Benny Joe’s second floor is filled with lenses, snoots, vacuum chambers, strobes and a lot of things he invented himself. He’s even designed software that does things I didn’t think were possible. Like being able to distinguish temperature gradations on the skin of aircraft from regular photographs.

“Fuck no. The manufacturer’s got some real attitude. Says I cost him a fuckin’ million-dollar sale on some bullshit machine I wrote an online review about. Wait’ll I crack the fuckin’ JFK case. He’ll chase me down to kiss my fuckin’ ass.”

As anyone who’s been in his house or talked to him for five minutes has discovered, Benny Joe is obsessed with the Kennedy assassination. He’s convinced that the bullets fired in Dealey Plaza that day are actually captured on the Zapruder film, and that it’s just a matter of time before he comes up with the technology to tease them out.

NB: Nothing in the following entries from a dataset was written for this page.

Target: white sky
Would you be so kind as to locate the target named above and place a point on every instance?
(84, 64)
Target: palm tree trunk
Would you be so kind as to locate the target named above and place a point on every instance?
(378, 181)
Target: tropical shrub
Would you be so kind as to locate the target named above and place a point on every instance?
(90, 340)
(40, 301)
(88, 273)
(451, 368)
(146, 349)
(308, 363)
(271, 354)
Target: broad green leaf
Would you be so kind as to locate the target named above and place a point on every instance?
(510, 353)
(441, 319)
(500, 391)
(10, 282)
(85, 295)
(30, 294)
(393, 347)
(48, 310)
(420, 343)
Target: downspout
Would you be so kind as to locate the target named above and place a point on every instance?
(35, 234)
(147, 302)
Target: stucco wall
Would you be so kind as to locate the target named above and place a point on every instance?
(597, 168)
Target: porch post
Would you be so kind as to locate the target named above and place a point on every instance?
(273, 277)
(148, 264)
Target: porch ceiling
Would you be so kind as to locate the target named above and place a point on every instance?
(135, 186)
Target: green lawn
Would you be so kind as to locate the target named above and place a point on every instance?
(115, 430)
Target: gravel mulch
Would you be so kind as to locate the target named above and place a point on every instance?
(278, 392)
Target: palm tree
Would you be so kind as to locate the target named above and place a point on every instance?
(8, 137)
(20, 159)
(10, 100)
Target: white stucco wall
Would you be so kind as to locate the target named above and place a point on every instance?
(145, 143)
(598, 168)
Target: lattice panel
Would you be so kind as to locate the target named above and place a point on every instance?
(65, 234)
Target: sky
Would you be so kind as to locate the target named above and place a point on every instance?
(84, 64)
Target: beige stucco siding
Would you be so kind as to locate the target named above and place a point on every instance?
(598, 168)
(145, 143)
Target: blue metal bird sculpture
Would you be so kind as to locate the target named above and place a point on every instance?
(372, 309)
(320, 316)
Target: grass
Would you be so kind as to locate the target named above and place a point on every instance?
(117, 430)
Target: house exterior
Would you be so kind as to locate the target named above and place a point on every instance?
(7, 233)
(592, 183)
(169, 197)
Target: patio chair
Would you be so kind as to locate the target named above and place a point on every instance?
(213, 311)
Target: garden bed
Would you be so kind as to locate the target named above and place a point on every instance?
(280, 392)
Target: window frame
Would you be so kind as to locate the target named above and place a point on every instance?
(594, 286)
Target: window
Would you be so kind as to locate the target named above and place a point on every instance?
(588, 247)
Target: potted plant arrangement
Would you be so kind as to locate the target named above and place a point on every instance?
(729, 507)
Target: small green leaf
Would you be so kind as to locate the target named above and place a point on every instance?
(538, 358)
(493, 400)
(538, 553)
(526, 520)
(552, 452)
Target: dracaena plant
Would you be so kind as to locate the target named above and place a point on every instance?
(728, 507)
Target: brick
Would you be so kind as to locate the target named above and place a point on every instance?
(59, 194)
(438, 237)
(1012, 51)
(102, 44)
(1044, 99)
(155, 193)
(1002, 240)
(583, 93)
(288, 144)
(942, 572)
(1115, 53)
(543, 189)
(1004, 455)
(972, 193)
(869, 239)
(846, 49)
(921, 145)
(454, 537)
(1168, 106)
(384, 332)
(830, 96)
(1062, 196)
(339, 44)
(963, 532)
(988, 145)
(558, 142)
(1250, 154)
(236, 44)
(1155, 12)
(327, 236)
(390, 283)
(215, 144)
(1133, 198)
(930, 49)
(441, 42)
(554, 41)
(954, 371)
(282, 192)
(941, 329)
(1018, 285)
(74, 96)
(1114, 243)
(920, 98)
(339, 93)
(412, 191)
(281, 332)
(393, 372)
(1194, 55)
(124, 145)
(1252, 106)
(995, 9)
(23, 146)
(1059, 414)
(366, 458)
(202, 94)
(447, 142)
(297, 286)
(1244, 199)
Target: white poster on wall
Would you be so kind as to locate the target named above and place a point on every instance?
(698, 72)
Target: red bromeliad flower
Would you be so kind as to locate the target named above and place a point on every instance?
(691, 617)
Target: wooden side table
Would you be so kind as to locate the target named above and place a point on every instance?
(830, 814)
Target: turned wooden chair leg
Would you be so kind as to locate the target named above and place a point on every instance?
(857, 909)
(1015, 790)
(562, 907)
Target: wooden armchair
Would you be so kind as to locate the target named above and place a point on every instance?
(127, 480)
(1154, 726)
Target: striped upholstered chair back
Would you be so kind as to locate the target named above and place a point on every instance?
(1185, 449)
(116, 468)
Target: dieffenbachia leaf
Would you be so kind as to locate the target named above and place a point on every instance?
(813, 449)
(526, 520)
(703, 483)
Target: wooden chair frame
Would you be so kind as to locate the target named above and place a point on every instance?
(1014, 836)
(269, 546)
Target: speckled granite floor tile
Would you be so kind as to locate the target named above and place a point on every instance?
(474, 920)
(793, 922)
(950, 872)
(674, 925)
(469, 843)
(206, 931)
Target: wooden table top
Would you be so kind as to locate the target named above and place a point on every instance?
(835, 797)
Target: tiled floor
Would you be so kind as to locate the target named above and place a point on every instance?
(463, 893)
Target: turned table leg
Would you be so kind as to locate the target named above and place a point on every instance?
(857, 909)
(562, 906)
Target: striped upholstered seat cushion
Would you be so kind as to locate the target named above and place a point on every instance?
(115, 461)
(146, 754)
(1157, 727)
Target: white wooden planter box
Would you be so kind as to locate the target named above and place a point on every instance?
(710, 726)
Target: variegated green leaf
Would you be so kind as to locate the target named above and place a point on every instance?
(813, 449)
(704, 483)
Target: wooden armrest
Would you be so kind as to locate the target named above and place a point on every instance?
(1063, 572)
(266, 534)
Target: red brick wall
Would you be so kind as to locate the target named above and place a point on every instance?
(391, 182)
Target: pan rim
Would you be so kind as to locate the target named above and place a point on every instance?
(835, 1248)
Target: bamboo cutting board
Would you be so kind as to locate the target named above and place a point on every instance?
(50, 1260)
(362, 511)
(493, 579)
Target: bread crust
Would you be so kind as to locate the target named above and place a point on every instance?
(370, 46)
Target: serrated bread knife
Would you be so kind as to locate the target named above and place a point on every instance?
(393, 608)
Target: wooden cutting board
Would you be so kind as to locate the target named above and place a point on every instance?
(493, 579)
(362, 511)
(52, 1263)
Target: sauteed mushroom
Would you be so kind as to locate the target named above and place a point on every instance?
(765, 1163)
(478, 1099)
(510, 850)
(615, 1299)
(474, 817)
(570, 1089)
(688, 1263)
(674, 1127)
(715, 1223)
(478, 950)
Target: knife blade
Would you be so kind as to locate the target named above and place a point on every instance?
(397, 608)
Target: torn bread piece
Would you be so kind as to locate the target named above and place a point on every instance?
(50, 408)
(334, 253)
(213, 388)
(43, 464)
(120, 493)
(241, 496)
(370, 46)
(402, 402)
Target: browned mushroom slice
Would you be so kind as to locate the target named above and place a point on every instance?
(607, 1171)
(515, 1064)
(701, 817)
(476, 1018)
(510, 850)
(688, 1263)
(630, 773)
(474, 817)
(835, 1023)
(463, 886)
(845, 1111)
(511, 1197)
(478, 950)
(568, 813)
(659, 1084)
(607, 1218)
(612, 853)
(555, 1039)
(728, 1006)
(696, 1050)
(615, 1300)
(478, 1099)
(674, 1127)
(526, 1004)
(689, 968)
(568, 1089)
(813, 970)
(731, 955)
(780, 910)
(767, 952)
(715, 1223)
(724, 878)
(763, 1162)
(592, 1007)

He reminds skeptics that twenty-five years ago, they’d have sent you into therapy if you’d suggested DNA would eventually put criminals in prison. That it’s the same with photography. Everything’s there, you just have to have the right equipment to see it.

I’m not smart enough to know one way or another, but Benny Joe’s got his supporters, one of whom from his former government life sneaked him a first-generation copy of Abraham Zapruder’s 8mm contribution to history.

I do know I’ve seen him work magic. Like the pictures I bought a couple of months ago. I like estate sales. I don’t buy much, but it’s fascinating to look at what people accumulate over a lifetime and a lot more interesting than walking around a mall.

I was in Pittsburgh when I saw an ad for a sale in Point Breeze, one of the city’s ritzy old neighborhoods. The home had belonged to a member of the Thaw steel family, who’d lived there in grandeur for over a century before they’d finally died out.

When I showed up, the place was jammed, and the auctioneer was hawking in orgiastic delight as dealers and speculators tried to outbid each other for Tiffany lamps and Chippendale furniture. Nobody, however, was interested in four boxes of old photographs evidently taken by a succession of family members.

I don’t know why I bought them either. Maybe it was intuition, or more likely, I was just bored. Either way, the whole thing only set me back seventy-five bucks, which was less than I’d paid for dinner the night before.